Sayın bölge müdürüm; belediyelerimiz, park ve bahçelerinde,cami görev lileri cami avluluarında,öğretmenler okul bahçelerinde en azından oturma grupları görmek istiyorlar. İsterler ki Orman Teşkilatımızın tesislerinde ağaçtan oturma grupları üretilsin ve dağıtılsın. Bu da orman teşkilatının bir armağanı olsun. Ben elçiyim. Elçiye zeval olmaz. Naçizane sembolik te olsa piknik masaları,oturakları hepimizi sevindirecektir. Çok ta güzel olur diye düşünüyorum. Ayrıca bir arzum daha var. Göğüs hastalıkları için birebir olarak tavsiye edilen kozalak reçelini Kütahya’da kurulacak bir mini tesiste üretebilir miyiz? yapabilir miyiz?Bölge müdürlüğünün bu konuda bir katkısı söz konusu olabilir mi? Veya bir kuruluş bu işe soyunsa bölge müdürlüğümüz kendilerine yardımcı olabilir mi?
ÜLKEMİZDE BÖYLE GÜZEL İNSANLAR DA VAR
Erzincanlı bir mütevazi ailenin bireylerinden,bir hanım kızımız;beni telefonla arayarak bir konuda yardımı istedi. Yanlış anlaşılmasın; yeni çıkardığı bir kitabı hakkında bir haber yazmamı istedi. Memnuniyetle kabul ettim. Kendisini tanımıyorum. Tavşanlı’da,Kütahya’nın en yetkili,resmi kimlik sahibi,hayvansever çocuğu Necdet Demirat’ı aramış. O da beni işaret etmiş.
Konu şu; Bu hanım kızımızın bir kitabı çıkmış.Kitabının adı”Devrimin Mavi Yıldızı”. konusunu bilmiyorum. Beni asıl ilgilendiren husus, bu kitabın gelirinin SMA Hastalarına, İşsiz güçsüz kalmış sanatseverlere,ilgi bekleyen sokak hayvanlarına dağıtılacak olması.
İnsani açıdan önem arzediyor. Kitap 1000 adet bastırılmış. Us Yayınlarından. 16 Haziran 2021 tarihinde kitapseverlere sunulmuş . Ankara Kitap Fuarı’nda ARMADA AVM’de hayırseverleri bekliyor. Kızımızın adı Candan Turan İstanbul doğumlu,Erzincan kökenli bir ailenin iyiliksever kızı.
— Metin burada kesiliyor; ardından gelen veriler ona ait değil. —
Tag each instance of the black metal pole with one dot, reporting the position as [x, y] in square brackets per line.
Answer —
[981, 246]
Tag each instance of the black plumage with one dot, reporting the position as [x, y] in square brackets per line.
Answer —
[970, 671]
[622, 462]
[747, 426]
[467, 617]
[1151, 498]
Yüksek öğrenimini tamamlama fırsatı bulamamış. Bu da herhalde dünyanın sonu olmamalı. Lise mezunu kızımız, kendisini tamamiyle iyiliğe adamış. Boş durmamış, bu kadar yoğun işin arasında bir de kitap yazmış.Bu ilk kitabıymış. Arkası mutlaka gelecektir diye düşünüyorum. Kitabın fiyatı 30 TL. olarak belirlenmiş. Yani diyelim ki kitapların hepsi satıldı. 30 bin liralık, insanların ve hayvanların sorunları için bir katkı söz konusu.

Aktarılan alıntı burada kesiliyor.